A Ordem dos Advogados do Brasil Seccional Tocantins (OAB-TO) acionou o CNJ com o argumento de que não existe previsão legal para a sanção.

O ofício direcionado ao TJTO foi expedido, nesta sexta-feira (12/6), pelos conselheiros Rodrigo Badaró e Marcello Terto e Silva, ouvidor Nacional de Justiça. O documento cita entendimento do Supremo Tribunal Federal (STF) contra a aplicação de multa processual ao advogado que não figura como parte ou como interveniente na ação.

“No plano da compatibilidade do anúncio público retratado na manifestação da seccional tocantinense com a Constituição, nota-se risco de instauração de crise institucional apta a produzir disfuncionalidades graves ao Poder Judiciário, na medida em que o receio dirigido a uma das funções essenciais à Justiça – a advocacia – pode assumir caráter inibidor de seu livre exercício e do acesso à jurisdição”, diz trecho do documento.

Em sessão da 1ª Câmara Cível do TJTO, realizada em 3 de junho, o desembargador Adolfo Amaro Mendes declarou que iria começar a aplicar multa à parte e ao advogado. No caso, os desembargadores teriam identificado que havia a citação de uma falsa jurisprudência atribuída ao Superior Tribunal de Justiça (STJ).

“Temos que ter cuidado com a IA. Não vamos citar nada que possibilite conduzir o magistrado ao erro. Já estou começando a punir a parte, mas solidariamente o advogado. Então, é para que os senhores prestem atenção porque essa multa será aplicada solidariamente à parte e ao advogado“, disse o magistrado. Veja:


O advogado em questão afirmou que o escritório dele atua no caso e vai analisar, junto aos demais profissionais, se houve erro e quem cometeu.
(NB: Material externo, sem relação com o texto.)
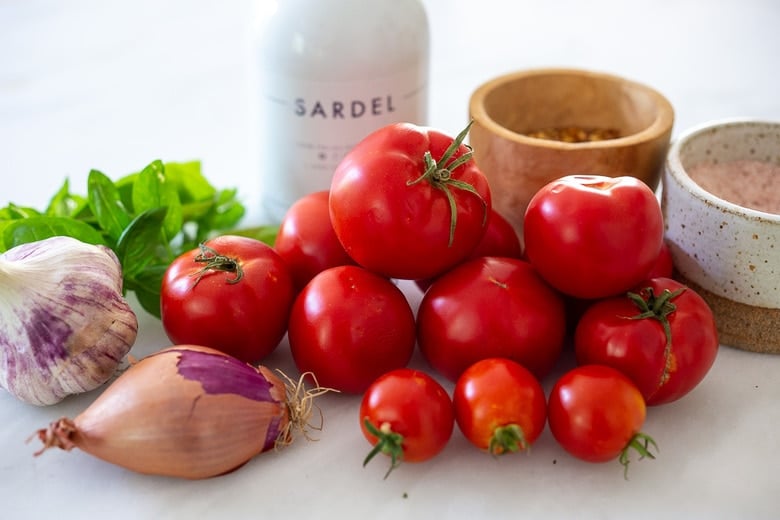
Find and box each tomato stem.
[363,417,404,478]
[192,244,244,287]
[406,121,488,247]
[488,424,531,457]
[619,432,660,480]
[628,287,685,387]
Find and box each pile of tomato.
[161,124,718,480]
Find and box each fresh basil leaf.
[165,161,217,204]
[2,216,106,249]
[132,161,183,241]
[229,226,279,246]
[125,264,168,318]
[0,203,41,220]
[115,207,168,278]
[44,179,88,217]
[87,170,130,241]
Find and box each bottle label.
[259,68,428,222]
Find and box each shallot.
[33,345,328,479]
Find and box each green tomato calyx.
[488,424,531,457]
[192,244,244,287]
[618,432,660,480]
[406,121,488,247]
[363,417,404,478]
[628,287,686,388]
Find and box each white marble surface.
[0,0,780,519]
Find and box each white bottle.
[254,0,429,223]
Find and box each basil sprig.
[0,160,275,318]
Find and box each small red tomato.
[547,365,657,478]
[329,123,491,280]
[287,265,415,393]
[274,190,355,290]
[574,278,720,405]
[417,256,566,382]
[523,175,663,299]
[452,358,547,455]
[360,368,455,478]
[160,235,295,363]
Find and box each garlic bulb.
[0,236,138,405]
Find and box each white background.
[0,0,780,519]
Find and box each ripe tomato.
[274,190,355,290]
[360,368,455,478]
[547,365,657,471]
[523,175,663,299]
[287,265,415,393]
[330,123,491,280]
[417,257,566,382]
[160,235,295,363]
[574,278,719,405]
[452,358,547,455]
[414,208,523,291]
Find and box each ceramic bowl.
[661,120,780,353]
[469,69,674,236]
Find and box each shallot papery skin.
[31,345,290,479]
[0,236,138,406]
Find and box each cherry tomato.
[330,123,491,280]
[360,368,455,478]
[523,175,663,299]
[414,208,523,291]
[574,278,719,405]
[417,257,566,382]
[547,365,657,476]
[274,190,355,290]
[452,358,547,455]
[160,235,295,363]
[287,265,415,393]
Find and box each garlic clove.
[0,236,138,405]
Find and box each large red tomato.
[287,265,415,393]
[274,190,355,289]
[414,208,523,291]
[160,235,295,363]
[330,123,491,280]
[452,358,547,455]
[574,278,719,405]
[360,368,455,478]
[417,257,566,382]
[523,175,663,299]
[547,365,657,476]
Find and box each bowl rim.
[469,67,675,150]
[664,117,780,224]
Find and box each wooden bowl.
[469,69,674,236]
[661,119,780,353]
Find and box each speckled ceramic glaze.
[469,69,674,236]
[662,120,780,353]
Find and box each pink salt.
[687,159,780,214]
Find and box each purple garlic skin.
[0,237,138,406]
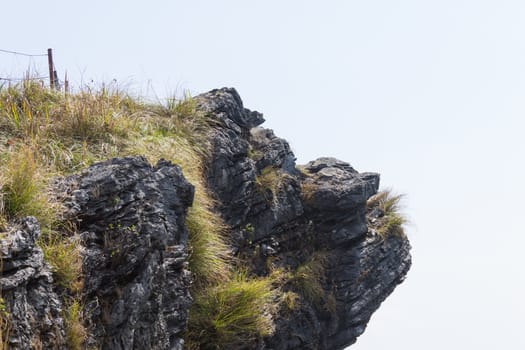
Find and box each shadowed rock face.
[60,157,193,349]
[0,217,65,349]
[197,89,411,349]
[0,89,411,350]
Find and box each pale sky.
[0,0,525,350]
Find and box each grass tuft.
[289,252,328,305]
[367,190,408,238]
[1,145,56,225]
[40,232,82,294]
[187,272,276,350]
[64,299,87,350]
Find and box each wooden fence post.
[47,49,55,89]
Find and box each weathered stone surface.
[198,89,410,350]
[60,157,193,349]
[0,89,411,350]
[0,217,65,350]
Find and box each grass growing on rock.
[367,190,408,238]
[0,81,286,349]
[187,272,277,350]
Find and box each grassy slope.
[0,82,406,349]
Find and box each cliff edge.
[0,88,411,350]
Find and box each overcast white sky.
[0,0,525,350]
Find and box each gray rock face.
[0,89,411,350]
[60,157,193,349]
[0,217,65,350]
[198,89,411,350]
Presidente da OAB-TO, Gedeon Pitaluga disse que “a decisão do CNJ sinaliza a jurisprudência que afirma a autonomia e titularidade legais da OAB na disciplina, fiscalização e eventual punição da advocacia em suposta infração disciplinar de advogados no exercício profissional”. “Confiamos na sensibilidade jurídica do TJTO quanto essa importante matéria”, declarou.

A reportagem acionou o TJTO e aguarda retorno. O espaço permanece aberto para eventuais manifestações.